Gökhan Durmuş geçtiğimiz hafta sonu plansız gerçekleştirilen sokağa çıkma yasağı nedeniyle cumartesi günü on binlerce gazetenin çöp olduğunu, salgına karşı bu tarz önlemlerin alınabileceğini ama öncesinde bunun planlaması gerektiğini belirtti ve “Zaten gazeteler bir aydır ciddi bir tiraj kaybı yaşıyor ve önümüzdeki günlerde bu kayıp daha da artacak.” dedi.

TGS Genel Başkanı şöyle devam etti: “İlk olarak İçişleri Bakanlığının cumartesi ve pazar günkü gazetelerin okuyucuya ulaşmaması nedeniyle yaşadığı zararı karşılaması gerekiyor. İkinci olarak ise Basın İlan Kurumu resmi ilanları gazetelerin web sitelerine ekonomik bir kayıp olmayacak şekilde vererek basılı gazetelere yayınlanmama hakkı tanımalıdır. Ancak bunu işçi çıkarmama koşuluna bağlamalı ve hem çalışanları hem de medya kuruluşlarını korumalıdır.

Türkiye’de şartlar normale döndüğü zaman ise gazeteler yayın hayatına geri dönmelidir.”

YETKİLİLER GAZETELERİN GELECEĞİNİ DÜŞÜNMEK ZORUNDA

Sınır Tanımayan Gazeteciler (RSF) Türkiye Temsilcisi ve Bianet Medya Özgürlüğü Raportörü Erol Önderoğlu koronavirüs gibi tüm topluma yönelik tehditlerle ilgili tedbir alan bir devlet, günlük gazetelerin yayın şartlarını öngörmeyi unutuyorsa bunun demokratik sayılamayacağını aktardı. Türkiye’de tirajının çok ötesi bir düzeyde, ayrıcalıklı sermaye çevrelerince desteklenen gazeteler olduğu kadar; varlığını okurlarının bayiye gitmelerine bağlı sürdüren, sınırlı sermayeli yayınlar da bulunduğuna dikkat çeken Önderoğlu “Yetkililer, sokağa çıkma yasağına karar kılmadan önce, demokrasinin olmazsa olmazı bu gazetelerin geleceğini de düşünmek zorundadır.” dedi.
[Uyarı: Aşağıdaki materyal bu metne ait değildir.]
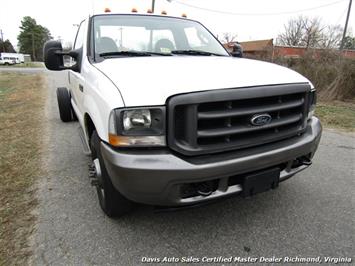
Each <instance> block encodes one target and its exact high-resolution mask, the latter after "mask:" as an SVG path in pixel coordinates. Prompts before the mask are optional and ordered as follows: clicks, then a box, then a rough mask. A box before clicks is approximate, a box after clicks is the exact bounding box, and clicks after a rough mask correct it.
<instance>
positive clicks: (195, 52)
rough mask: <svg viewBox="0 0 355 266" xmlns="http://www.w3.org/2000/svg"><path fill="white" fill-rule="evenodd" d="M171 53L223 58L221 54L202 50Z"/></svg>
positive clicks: (174, 52)
mask: <svg viewBox="0 0 355 266" xmlns="http://www.w3.org/2000/svg"><path fill="white" fill-rule="evenodd" d="M171 53H172V54H184V55H204V56H210V55H215V56H223V55H221V54H215V53H211V52H206V51H201V50H173V51H171Z"/></svg>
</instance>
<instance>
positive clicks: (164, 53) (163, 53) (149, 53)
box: [99, 51, 171, 57]
mask: <svg viewBox="0 0 355 266" xmlns="http://www.w3.org/2000/svg"><path fill="white" fill-rule="evenodd" d="M151 55H162V56H171V54H170V53H157V52H145V51H119V52H106V53H101V54H99V56H101V57H115V56H151Z"/></svg>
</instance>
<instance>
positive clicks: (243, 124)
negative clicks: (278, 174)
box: [168, 83, 310, 155]
mask: <svg viewBox="0 0 355 266" xmlns="http://www.w3.org/2000/svg"><path fill="white" fill-rule="evenodd" d="M309 91H310V86H309V85H308V84H303V83H302V84H286V85H275V86H262V87H250V88H236V89H225V90H224V89H223V90H213V91H205V92H196V93H190V94H183V95H176V96H173V97H171V98H170V99H169V100H168V144H169V146H170V147H171V148H172V149H173V150H175V151H177V152H179V153H182V154H184V155H201V154H208V153H217V152H223V151H229V150H235V149H242V148H247V147H252V146H256V145H262V144H265V143H270V142H275V141H278V140H281V139H285V138H289V137H292V136H296V135H298V134H301V133H302V132H303V131H304V129H305V126H306V117H307V112H308V108H307V106H308V104H307V101H308V92H309ZM254 115H264V116H265V115H267V116H270V117H271V121H269V123H267V124H264V125H258V126H256V125H253V124H252V123H251V119H252V117H253V116H254Z"/></svg>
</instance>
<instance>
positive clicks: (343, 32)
mask: <svg viewBox="0 0 355 266" xmlns="http://www.w3.org/2000/svg"><path fill="white" fill-rule="evenodd" d="M352 2H353V0H349V8H348V14H347V16H346V21H345V26H344V32H343V39H342V40H341V45H340V50H343V48H344V43H345V37H346V31H347V29H348V22H349V17H350V10H351V4H352Z"/></svg>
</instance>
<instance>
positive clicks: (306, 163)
mask: <svg viewBox="0 0 355 266" xmlns="http://www.w3.org/2000/svg"><path fill="white" fill-rule="evenodd" d="M299 160H300V163H302V164H304V165H311V164H312V161H311V160H310V159H309V158H308V157H306V156H303V157H301V158H300V159H299Z"/></svg>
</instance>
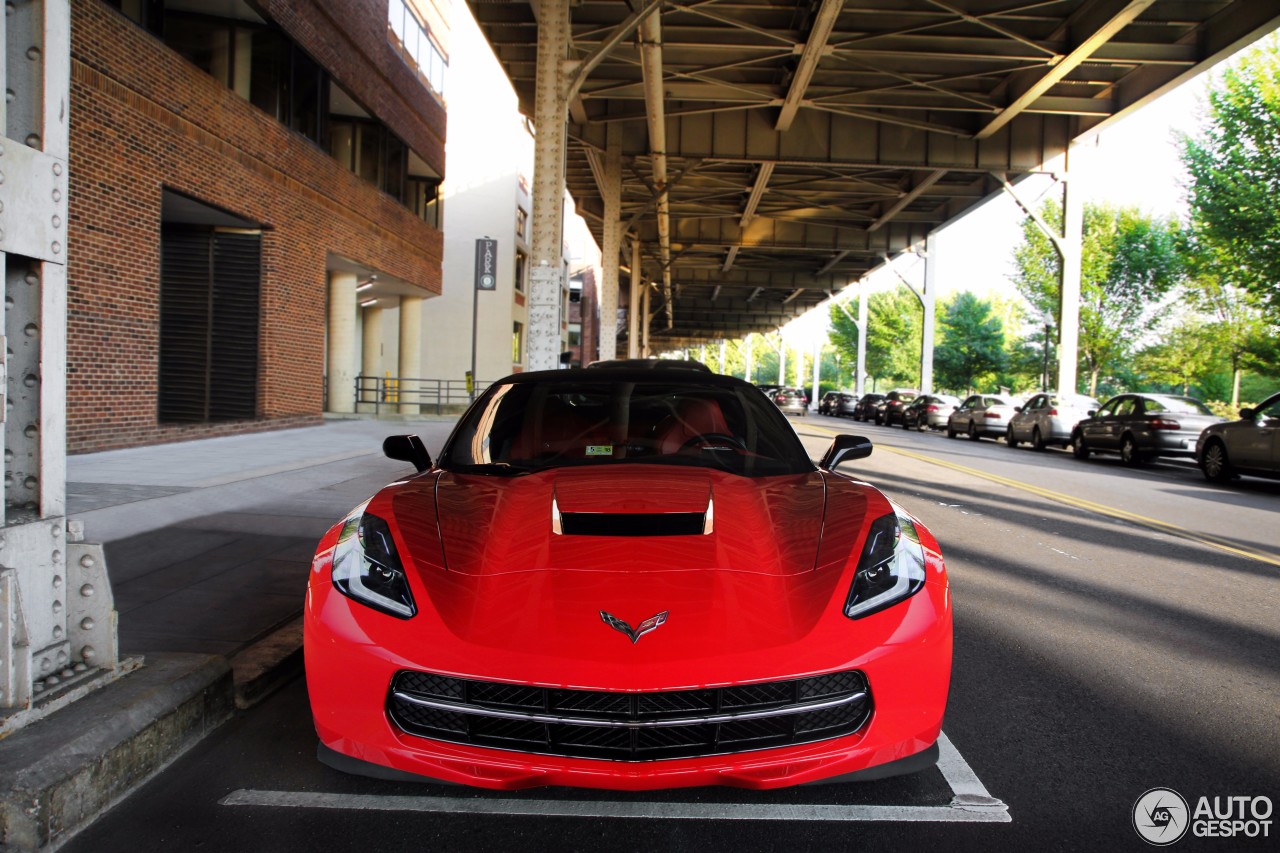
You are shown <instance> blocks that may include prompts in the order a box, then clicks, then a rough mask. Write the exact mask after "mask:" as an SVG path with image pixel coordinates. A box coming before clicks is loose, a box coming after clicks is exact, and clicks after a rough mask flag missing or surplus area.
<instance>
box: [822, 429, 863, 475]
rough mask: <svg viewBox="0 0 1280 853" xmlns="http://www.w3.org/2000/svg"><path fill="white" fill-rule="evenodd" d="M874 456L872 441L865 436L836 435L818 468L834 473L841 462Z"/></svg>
mask: <svg viewBox="0 0 1280 853" xmlns="http://www.w3.org/2000/svg"><path fill="white" fill-rule="evenodd" d="M870 455H872V439H869V438H865V437H863V435H836V438H835V439H833V441H832V442H831V447H828V448H827V452H826V453H823V457H822V461H819V462H818V467H820V469H824V470H828V471H833V470H836V466H837V465H840V464H841V462H847V461H849V460H851V459H865V457H868V456H870Z"/></svg>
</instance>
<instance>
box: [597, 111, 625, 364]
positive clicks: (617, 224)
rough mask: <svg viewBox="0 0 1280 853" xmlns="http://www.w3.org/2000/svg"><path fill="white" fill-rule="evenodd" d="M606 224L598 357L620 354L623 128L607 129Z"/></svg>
mask: <svg viewBox="0 0 1280 853" xmlns="http://www.w3.org/2000/svg"><path fill="white" fill-rule="evenodd" d="M605 140H607V145H605V149H604V186H603V187H602V188H600V190H602V191H603V193H604V227H603V231H604V233H603V240H602V242H603V243H604V245H603V246H602V247H600V252H602V254H600V273H602V280H600V333H599V339H600V348H599V352H598V355H596V357H598V359H616V357H617V355H618V255H620V252H621V251H622V128H621V127H618V124H617V123H613V124H609V127H608V129H607V131H605Z"/></svg>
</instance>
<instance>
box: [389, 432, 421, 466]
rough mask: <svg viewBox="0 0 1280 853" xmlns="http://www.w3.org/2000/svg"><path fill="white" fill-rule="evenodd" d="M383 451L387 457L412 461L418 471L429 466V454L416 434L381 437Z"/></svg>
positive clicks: (400, 459) (404, 461) (414, 465)
mask: <svg viewBox="0 0 1280 853" xmlns="http://www.w3.org/2000/svg"><path fill="white" fill-rule="evenodd" d="M383 453H385V455H387V459H394V460H398V461H401V462H412V464H413V467H416V469H417V470H419V471H420V473H421V471H425V470H426V469H429V467H431V455H430V453H428V452H426V444H424V443H422V439H421V438H419V437H417V435H388V437H387V438H384V439H383Z"/></svg>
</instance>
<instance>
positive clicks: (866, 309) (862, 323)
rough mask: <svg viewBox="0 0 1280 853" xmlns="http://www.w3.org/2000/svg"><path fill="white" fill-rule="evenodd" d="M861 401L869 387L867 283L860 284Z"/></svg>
mask: <svg viewBox="0 0 1280 853" xmlns="http://www.w3.org/2000/svg"><path fill="white" fill-rule="evenodd" d="M854 384H855V386H856V388H855V391H856V392H858V397H859V400H860V398H861V396H863V392H864V389H865V387H867V282H865V280H863V282H859V283H858V375H856V377H855V383H854Z"/></svg>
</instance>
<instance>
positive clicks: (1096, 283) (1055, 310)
mask: <svg viewBox="0 0 1280 853" xmlns="http://www.w3.org/2000/svg"><path fill="white" fill-rule="evenodd" d="M1041 215H1042V218H1043V219H1044V220H1046V222H1047V223H1048V224H1050V227H1052V228H1061V222H1062V207H1061V205H1059V204H1055V202H1052V201H1051V202H1047V204H1046V205H1044V206H1043V207H1042V210H1041ZM1178 250H1179V228H1178V224H1176V223H1175V222H1172V220H1171V219H1153V218H1151V216H1147V215H1146V214H1143V213H1142V211H1139V210H1137V209H1134V207H1121V209H1116V207H1111V206H1108V205H1094V204H1087V205H1085V206H1084V238H1083V242H1082V252H1083V255H1082V274H1080V334H1079V350H1080V360H1082V362H1083V365H1084V370H1085V373H1087V374H1088V378H1089V393H1091V394H1093V393H1096V392H1097V387H1098V377H1100V375H1101V373H1102V371H1103V370H1106V369H1108V368H1111V366H1112V365H1115V364H1116V362H1119V361H1120V360H1123V359H1124V357H1125V356H1126V355H1128V353H1129V352H1130V351H1132V348H1133V347H1134V345H1135V343H1137V342H1138V341H1139V339H1140V338H1142V337H1143V334H1144V333H1147V332H1149V330H1151V329H1153V328H1155V325H1156V323H1157V321H1158V320H1160V318H1161V316H1162V314H1164V310H1162V307H1164V306H1162V305H1161V302H1162V300H1164V297H1165V296H1166V295H1167V293H1169V291H1170V289H1171V288H1172V287H1174V286H1175V284H1178V283H1179V280H1181V278H1183V275H1184V273H1183V269H1184V268H1183V257H1181V255H1180V252H1179V251H1178ZM1014 261H1015V264H1016V270H1018V272H1016V273H1015V275H1014V277H1012V279H1014V284H1015V286H1016V287H1018V292H1019V293H1021V295H1023V297H1024V298H1025V300H1027V301H1028V302H1030V305H1032V307H1033V309H1034V310H1036V313H1037V314H1039V316H1041V318H1044V319H1048V318H1052V320H1053V325H1055V328H1060V321H1059V320H1060V319H1061V318H1060V311H1059V295H1060V292H1061V286H1060V278H1059V270H1060V268H1061V260H1060V259H1059V255H1057V251H1056V250H1055V248H1053V245H1052V243H1051V242H1050V240H1048V237H1047V236H1046V234H1044V232H1042V231H1041V229H1039V227H1038V225H1037V224H1036V223H1034V222H1033V220H1032V219H1030V218H1029V216H1028V218H1027V219H1025V220H1024V222H1023V242H1021V243H1020V245H1019V246H1018V247H1016V248H1015V250H1014ZM1062 391H1068V389H1062Z"/></svg>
Önderoğlu şöyle devam etti: “Ancak normal şartlarda çoğu sindirilmeye çalışan bu gazetelerle medeni bir diyalog içine girmek de, bize kalırsa, demokratik yönetim anlayışını zorunlu kılıyor. Dileyelim ki, bir dahaki sokağa çıkma yasağı öncesi gazete yönetimleri zamanında bilgilendirilir ve geçen hafta sonu tanık olduğumuz kayıtsızlığı unutturur. Bunun bir sonraki adımı mutlaka, güç durumdaki yayın kuruluşlarına finansal desteği öngörmek olmalıdır.”

BASIN İŞ: GAZETELERİ DÜŞÜNMEDİLER

DİSK Basın İş Genel Başkanı Faruk Eren ise gazetelerin normalde de zor durumda olduğunu, iktidara biat etmeyen gazetelerin Basın İlan Kurumu aracılığıyla ekonomik baskı altına alındığını hatırlatarak “Bunun üzerine bir de Kovid-19 salgını nedeniyle tirajlar, reklam gelirleri düştü. Bunun bir nedeni de insanların bayilere gidip gazete almaktan çekinmesi elbette.” dedi.

9 Nisan’da yaptıkları açıklamayı da hatırlatan Eren “Buna önlem olarak iktidarın özellikle gazete kağıdında KDV oranının sıfırlanmasını istemiştik. Bu gazeteleri rahatlatan bir önlem olabilirdi. Ama iktidarın bunu yapacağını düşünmüyoruz.” diye konuştu.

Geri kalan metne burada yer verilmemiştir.